Stats: Introduction to Exploratory Data Analysis#

Purpose: Exploratory Data Analysis (EDA) is a crucial skill for a practicing data scientist. Unfortunately, much like human-centered design EDA is hard to teach. This is because EDA is not a strict procedure, so much as it is a mindset. Also, much like human-centered design, EDA is an iterative, nonlinear process. There are two key principles to keep in mind when doing EDA:

  1. Curiosity: Generate lots of ideas and hypotheses about your data.

  2. Skepticism: Remain unconvinced of those ideas, unless you can find credible patterns to support them.

Since EDA is both crucial and difficult, we will practice doing EDA a lot in this course!

Reading#

Reading: Exploratory Data Analysis

Topics: (All topics)

Reading Time: ~45 minutes

Setup#

import grama as gr
DF = gr.Intention()
%matplotlib inline

We’ll study the diamonds dataset for this exercise.

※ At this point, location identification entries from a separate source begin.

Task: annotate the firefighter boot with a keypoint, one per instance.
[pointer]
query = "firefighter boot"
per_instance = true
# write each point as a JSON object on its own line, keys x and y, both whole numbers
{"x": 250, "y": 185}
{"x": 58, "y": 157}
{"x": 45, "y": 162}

from grama.data import df_diamonds
df_diamonds = (
    df_diamonds
    >> gr.tf_mutate(
        # Order the cut to aid in plotting
        cut=gr.as_factor(
            DF.cut,
            categories=[
                "Fair",
                "Good",
                "Very Good",
                "Premium",
                "Ideal"
            ]
        )
    )
)

Basic EDA Tools#

There are a few simple tools we can use to investigate a dataset. We should use these tools even before making visuals of the data.

q1 Take the head#

Use the appropriate function to get the first 5 observations in df_diamonds. Answer the questions under observations below.

# TASK: Get the first 10 observations
(
    df_diamonds
    >> gr.tf_head(5)
)
carat cut color clarity depth table price x y z
0 0.23 Ideal E SI2 61.5 55.0 326 3.95 3.98 2.43
1 0.21 Premium E SI1 59.8 61.0 326 3.89 3.84 2.31
2 0.23 Good E VS1 56.9 65.0 327 4.05 4.07 2.31
3 0.29 Premium I VS2 62.4 58.0 334 4.20 4.23 2.63
4 0.31 Good J SI2 63.3 58.0 335 4.34 4.35 2.75

Observations

  • What variables does this dataset have?

    • carat, cut, color, clarity, depth, table, price, x, y, z

q2 Use descriptive statistics#

The gr.tf_describe() function gives useful descriptive statistics on a dataset. Use these values to answer the questions under observations below.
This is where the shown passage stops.